I am grateful that those “underpants” exist–think of what we’d see if they weren’t there? (Who uses the word “underpants” anymore anyway? Aren’t we talking about “boxer shorts,” anyway? Though I guess “boxers” don’t sound as intimate or offensive as “underpants” does.)
Well, I’ll TELL you what you’d see if they weren’t there. As the sister of a brother who for many a year thought it was hippy-cool to forgo the undergarment option, and as that brother also thought it was too much work to weave a belt (or rope! It could have been of hemp!!) through his jeans, I spent those years averting my eyes from the horror of what his fashion choices made too, too clear.
Let me tell you. He got all manner of “underpants” from me for Christmas for many years in row.
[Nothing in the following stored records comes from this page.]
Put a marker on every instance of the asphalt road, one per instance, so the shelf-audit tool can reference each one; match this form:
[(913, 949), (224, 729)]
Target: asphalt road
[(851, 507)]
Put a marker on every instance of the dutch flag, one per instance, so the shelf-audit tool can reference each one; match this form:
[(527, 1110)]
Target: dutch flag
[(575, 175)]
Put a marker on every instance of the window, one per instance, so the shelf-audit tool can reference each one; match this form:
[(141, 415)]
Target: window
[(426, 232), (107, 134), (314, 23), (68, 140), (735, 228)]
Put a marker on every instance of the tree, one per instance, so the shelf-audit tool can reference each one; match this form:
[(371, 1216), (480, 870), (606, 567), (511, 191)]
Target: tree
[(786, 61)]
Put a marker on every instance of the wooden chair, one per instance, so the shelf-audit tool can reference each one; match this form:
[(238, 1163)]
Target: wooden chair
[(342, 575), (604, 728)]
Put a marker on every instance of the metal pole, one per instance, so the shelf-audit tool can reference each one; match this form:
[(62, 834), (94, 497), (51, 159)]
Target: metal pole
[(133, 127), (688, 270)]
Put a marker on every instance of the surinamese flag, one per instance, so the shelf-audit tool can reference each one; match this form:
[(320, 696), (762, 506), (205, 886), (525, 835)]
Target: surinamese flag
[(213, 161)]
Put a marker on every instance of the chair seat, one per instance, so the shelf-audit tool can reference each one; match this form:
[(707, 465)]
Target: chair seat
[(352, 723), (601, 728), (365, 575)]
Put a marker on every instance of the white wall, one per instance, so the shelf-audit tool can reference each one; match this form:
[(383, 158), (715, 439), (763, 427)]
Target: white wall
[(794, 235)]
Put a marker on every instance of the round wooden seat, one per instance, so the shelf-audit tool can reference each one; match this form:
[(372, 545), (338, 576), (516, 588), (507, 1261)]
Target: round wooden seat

Damn I wasted a lot of money on those obvious hints–hints he apparently graciously donated to the Rescue Mission on Boxing Day.
But to the more important point, here: to be “offended” by someone’s apparel is to have too much time on one’s hands. This fashion is a manifestation of another more important revolt, and this legislation is working to silence, control, halt, or otherwise oppress expression.
Further: clothing is highly overrated, anyway. The human body is not something to be ashamed about, or embarrassed by, or offended by. My dear brother understands this better than I, it seems.